Le "Melodìe
ebraiche", scritte da Heinrich Heine (1797-1856) quando era ormai prostrato
dalla malattia, concludono il "Romanzero", la sua ultima raccolta
poetica, e rappresentano per certi versi il suo testamento spirituale nonché
l'omaggio alla religione dei padri. In quest'opera il poeta cerca di far
rivivere il mondo, che tanto lo affascinava, degli ebrei spagnoli nell'epoca
aurea della cultura ebraica entro la sfera intellettuale araba.
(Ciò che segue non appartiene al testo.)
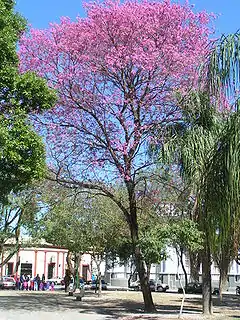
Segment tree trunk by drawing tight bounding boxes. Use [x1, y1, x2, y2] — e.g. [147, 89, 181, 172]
[147, 263, 151, 281]
[125, 181, 156, 313]
[67, 251, 74, 277]
[74, 252, 82, 289]
[180, 248, 188, 287]
[96, 260, 102, 297]
[202, 239, 212, 315]
[219, 262, 229, 301]
[189, 251, 201, 282]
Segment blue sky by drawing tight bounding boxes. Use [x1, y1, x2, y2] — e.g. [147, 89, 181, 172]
[16, 0, 240, 34]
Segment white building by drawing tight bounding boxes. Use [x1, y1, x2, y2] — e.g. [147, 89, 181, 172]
[0, 242, 240, 289]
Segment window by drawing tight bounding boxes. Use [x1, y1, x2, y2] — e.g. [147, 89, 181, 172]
[6, 262, 13, 276]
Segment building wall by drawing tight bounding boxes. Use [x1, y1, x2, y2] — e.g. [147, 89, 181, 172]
[0, 247, 91, 280]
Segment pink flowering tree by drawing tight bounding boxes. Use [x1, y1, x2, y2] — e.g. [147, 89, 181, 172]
[19, 1, 211, 311]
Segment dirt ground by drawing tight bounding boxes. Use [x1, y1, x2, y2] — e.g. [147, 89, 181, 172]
[81, 291, 240, 320]
[0, 291, 240, 320]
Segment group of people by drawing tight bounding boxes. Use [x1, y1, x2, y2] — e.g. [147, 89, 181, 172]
[16, 274, 54, 291]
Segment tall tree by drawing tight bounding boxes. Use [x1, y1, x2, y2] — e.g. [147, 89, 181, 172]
[29, 184, 129, 296]
[0, 0, 55, 202]
[20, 1, 210, 312]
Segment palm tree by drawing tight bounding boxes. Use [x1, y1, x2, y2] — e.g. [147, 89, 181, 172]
[158, 34, 240, 314]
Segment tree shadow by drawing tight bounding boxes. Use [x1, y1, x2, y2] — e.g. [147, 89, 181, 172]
[0, 291, 240, 319]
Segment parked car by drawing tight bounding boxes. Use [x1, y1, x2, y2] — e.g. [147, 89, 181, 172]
[178, 282, 219, 296]
[156, 283, 169, 292]
[178, 282, 202, 293]
[236, 286, 240, 296]
[90, 280, 107, 290]
[129, 279, 169, 292]
[0, 277, 16, 290]
[47, 277, 64, 285]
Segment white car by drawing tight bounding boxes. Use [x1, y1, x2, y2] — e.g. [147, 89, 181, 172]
[47, 277, 64, 285]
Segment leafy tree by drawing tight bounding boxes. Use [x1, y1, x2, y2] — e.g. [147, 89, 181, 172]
[0, 188, 38, 270]
[170, 218, 203, 286]
[158, 34, 239, 313]
[29, 182, 130, 295]
[0, 0, 55, 202]
[20, 1, 210, 312]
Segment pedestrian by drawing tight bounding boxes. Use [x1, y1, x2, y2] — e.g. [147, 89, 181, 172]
[50, 282, 54, 291]
[39, 281, 43, 291]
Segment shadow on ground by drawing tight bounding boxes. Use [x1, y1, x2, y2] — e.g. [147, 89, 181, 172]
[0, 291, 240, 319]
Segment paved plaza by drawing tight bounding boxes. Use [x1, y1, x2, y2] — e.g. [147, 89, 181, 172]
[0, 290, 240, 320]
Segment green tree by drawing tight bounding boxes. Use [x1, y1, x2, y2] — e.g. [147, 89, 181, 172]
[0, 0, 56, 201]
[29, 182, 130, 295]
[158, 34, 240, 314]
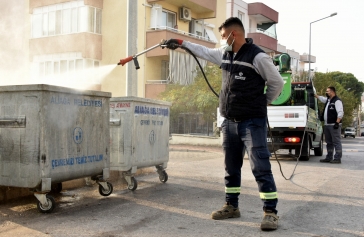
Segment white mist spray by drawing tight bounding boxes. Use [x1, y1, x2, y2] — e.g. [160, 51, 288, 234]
[30, 64, 116, 90]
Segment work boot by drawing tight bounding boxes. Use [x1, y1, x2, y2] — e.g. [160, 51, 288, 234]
[260, 210, 279, 230]
[320, 158, 331, 163]
[211, 203, 240, 220]
[330, 159, 341, 164]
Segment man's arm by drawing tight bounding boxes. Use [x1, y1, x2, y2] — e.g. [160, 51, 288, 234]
[182, 41, 223, 66]
[253, 53, 284, 104]
[335, 100, 344, 123]
[315, 95, 327, 104]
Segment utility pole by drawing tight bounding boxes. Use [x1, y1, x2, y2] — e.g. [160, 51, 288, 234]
[128, 0, 138, 96]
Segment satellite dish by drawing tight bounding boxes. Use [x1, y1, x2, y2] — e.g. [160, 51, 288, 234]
[183, 9, 190, 18]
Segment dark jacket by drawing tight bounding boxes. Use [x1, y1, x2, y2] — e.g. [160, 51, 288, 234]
[321, 95, 341, 123]
[220, 39, 267, 121]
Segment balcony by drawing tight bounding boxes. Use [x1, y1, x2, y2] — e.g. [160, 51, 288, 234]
[248, 2, 278, 24]
[248, 31, 278, 53]
[29, 0, 103, 13]
[146, 27, 216, 57]
[300, 54, 316, 63]
[147, 0, 217, 19]
[29, 33, 102, 60]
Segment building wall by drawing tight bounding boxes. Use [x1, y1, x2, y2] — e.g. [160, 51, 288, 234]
[101, 0, 127, 97]
[0, 0, 30, 85]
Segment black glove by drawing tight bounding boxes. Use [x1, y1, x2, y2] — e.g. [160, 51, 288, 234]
[162, 39, 183, 50]
[334, 123, 339, 129]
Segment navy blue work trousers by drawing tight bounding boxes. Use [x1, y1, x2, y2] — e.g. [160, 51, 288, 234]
[221, 117, 278, 213]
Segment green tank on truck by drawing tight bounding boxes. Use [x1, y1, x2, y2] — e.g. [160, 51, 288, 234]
[267, 54, 323, 161]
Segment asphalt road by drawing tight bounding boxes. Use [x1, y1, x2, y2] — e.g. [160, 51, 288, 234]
[0, 137, 364, 237]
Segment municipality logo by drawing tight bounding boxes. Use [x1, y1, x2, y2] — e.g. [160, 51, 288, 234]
[73, 127, 83, 144]
[235, 72, 245, 81]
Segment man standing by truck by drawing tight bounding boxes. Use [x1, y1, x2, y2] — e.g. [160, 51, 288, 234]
[164, 17, 284, 230]
[315, 86, 344, 164]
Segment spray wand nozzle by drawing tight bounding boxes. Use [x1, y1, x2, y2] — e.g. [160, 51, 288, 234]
[118, 40, 166, 69]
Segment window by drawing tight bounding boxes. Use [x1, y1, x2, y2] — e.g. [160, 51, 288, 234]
[34, 53, 100, 77]
[238, 11, 243, 22]
[161, 61, 169, 81]
[162, 9, 176, 28]
[32, 0, 102, 38]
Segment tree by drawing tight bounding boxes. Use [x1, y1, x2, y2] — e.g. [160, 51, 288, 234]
[159, 65, 222, 133]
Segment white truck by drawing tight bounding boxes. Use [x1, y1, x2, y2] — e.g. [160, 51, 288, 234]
[267, 54, 323, 161]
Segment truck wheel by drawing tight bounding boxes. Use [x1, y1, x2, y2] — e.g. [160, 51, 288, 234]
[313, 136, 324, 156]
[300, 134, 310, 161]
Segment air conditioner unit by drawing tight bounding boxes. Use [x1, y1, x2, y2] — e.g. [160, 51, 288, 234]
[179, 7, 191, 21]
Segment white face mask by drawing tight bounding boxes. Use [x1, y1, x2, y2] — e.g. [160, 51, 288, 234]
[220, 31, 235, 52]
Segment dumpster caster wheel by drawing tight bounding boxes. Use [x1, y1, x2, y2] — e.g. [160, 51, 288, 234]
[51, 183, 62, 193]
[99, 182, 113, 196]
[159, 170, 168, 183]
[128, 177, 138, 191]
[37, 195, 56, 213]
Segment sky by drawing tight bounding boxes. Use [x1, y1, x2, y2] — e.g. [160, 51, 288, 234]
[244, 0, 364, 82]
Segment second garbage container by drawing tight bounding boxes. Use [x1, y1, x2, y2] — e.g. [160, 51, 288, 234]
[110, 96, 171, 190]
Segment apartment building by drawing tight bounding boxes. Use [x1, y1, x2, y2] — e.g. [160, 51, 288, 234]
[0, 0, 315, 98]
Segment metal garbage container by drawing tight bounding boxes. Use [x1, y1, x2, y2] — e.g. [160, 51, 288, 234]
[0, 84, 113, 212]
[110, 96, 171, 190]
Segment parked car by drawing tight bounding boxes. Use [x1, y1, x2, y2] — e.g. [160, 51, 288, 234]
[344, 127, 356, 138]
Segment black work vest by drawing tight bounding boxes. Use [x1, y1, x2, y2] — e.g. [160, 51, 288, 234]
[322, 95, 340, 124]
[219, 39, 267, 121]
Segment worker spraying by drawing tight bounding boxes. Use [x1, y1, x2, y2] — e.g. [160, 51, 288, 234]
[119, 17, 283, 230]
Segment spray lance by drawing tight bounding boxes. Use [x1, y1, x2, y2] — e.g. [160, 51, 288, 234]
[118, 40, 219, 97]
[118, 40, 166, 70]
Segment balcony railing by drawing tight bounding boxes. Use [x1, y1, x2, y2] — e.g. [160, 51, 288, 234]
[248, 28, 277, 39]
[149, 26, 217, 44]
[146, 26, 216, 57]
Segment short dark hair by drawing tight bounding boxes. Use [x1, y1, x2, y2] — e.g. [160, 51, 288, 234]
[327, 86, 336, 93]
[219, 17, 245, 32]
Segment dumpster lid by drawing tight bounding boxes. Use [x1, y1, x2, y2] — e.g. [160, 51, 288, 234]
[0, 84, 111, 98]
[110, 96, 172, 106]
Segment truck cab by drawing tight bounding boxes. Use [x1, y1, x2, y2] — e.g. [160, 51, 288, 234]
[344, 127, 356, 138]
[267, 54, 323, 161]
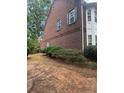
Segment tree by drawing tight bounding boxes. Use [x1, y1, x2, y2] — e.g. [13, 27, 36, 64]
[27, 0, 51, 53]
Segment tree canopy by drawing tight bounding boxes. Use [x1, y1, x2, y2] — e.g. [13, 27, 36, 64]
[27, 0, 51, 51]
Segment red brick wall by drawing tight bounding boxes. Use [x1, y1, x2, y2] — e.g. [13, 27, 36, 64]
[41, 0, 82, 49]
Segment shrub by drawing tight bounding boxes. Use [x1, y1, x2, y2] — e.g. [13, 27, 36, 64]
[84, 46, 97, 61]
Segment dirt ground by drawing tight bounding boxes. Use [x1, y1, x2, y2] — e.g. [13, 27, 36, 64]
[27, 54, 97, 93]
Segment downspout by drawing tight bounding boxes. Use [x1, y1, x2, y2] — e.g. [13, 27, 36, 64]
[81, 0, 84, 52]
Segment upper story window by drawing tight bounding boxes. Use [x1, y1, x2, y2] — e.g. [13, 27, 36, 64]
[56, 19, 62, 31]
[67, 8, 77, 24]
[87, 9, 91, 21]
[88, 35, 92, 45]
[94, 10, 97, 22]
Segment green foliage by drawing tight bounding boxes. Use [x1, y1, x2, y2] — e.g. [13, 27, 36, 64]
[42, 46, 86, 64]
[84, 46, 97, 61]
[27, 0, 50, 54]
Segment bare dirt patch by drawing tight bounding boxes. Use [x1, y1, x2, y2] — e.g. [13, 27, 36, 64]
[27, 54, 96, 93]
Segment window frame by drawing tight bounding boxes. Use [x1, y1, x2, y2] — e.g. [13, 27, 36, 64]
[87, 9, 92, 22]
[94, 10, 97, 23]
[88, 35, 93, 46]
[95, 35, 97, 45]
[67, 8, 77, 25]
[56, 19, 62, 31]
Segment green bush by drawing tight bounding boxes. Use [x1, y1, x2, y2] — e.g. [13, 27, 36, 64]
[84, 46, 97, 61]
[42, 46, 85, 64]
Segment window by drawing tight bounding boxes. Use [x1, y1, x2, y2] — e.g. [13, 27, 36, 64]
[88, 35, 92, 45]
[67, 8, 77, 24]
[94, 10, 97, 22]
[95, 35, 97, 45]
[87, 9, 91, 21]
[56, 19, 62, 31]
[46, 42, 50, 47]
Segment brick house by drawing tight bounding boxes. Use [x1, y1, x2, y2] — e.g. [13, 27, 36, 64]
[41, 0, 97, 51]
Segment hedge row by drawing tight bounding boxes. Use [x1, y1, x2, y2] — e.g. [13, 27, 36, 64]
[42, 46, 86, 64]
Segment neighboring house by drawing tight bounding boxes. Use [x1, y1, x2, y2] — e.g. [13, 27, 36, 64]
[41, 0, 97, 51]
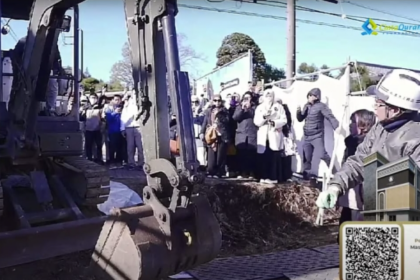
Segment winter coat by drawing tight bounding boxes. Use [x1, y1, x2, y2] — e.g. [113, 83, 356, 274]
[200, 107, 230, 143]
[254, 102, 287, 154]
[232, 106, 258, 149]
[330, 112, 420, 194]
[80, 104, 102, 131]
[296, 102, 338, 138]
[337, 135, 364, 210]
[228, 106, 238, 144]
[103, 105, 121, 134]
[282, 104, 292, 137]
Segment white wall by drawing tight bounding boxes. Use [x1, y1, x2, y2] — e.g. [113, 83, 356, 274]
[276, 72, 374, 177]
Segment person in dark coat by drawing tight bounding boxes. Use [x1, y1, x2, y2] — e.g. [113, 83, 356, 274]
[225, 93, 240, 177]
[296, 88, 339, 179]
[281, 100, 293, 181]
[337, 109, 376, 243]
[200, 94, 230, 178]
[232, 91, 258, 178]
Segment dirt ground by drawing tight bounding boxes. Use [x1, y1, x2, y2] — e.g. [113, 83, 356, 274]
[0, 180, 338, 280]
Le
"Melodie ebraiche" rappresentano pertanto una sorta di approdo
spirituale dopo i tentativi di sganciarsi, attraverso la conversione, dal mondo
ebraico, sentito come ostacolo alla piena integrazione nella società e nella
cultura tedesca. Cantando i poeti ebrei di Spagna Heine riesce a ridare voce a
una tradizione millenaria. Sarà dunque proprio il linguaggio della poesia il
luogo privilegiato in cui l'ebraismo di Heine troverà una "patria" e
un rifugio. Il saggio introduttivo di Liliana Giacoponi si sofferma in
particolare su un'identità scissa tra ebraismo e germanesimo, mostrando come il
rapporto complesso con l'ebraismo, a partire dall'opera giovanile
"Almansor" del 1820 e dal "Rabbi di Bacharach" (già
iniziato negli anni fra il 1824 e il 1826 ma pubblicato solo nel 1840),
caratterizzi comunque l'opera di Heine. La traduzione di Giorgio Calabresi qui
utilizzata è accompagnata da un apparato di note che permette di ricostruire,
in maniera meticolosa, il contesto in cui si muove l'autore.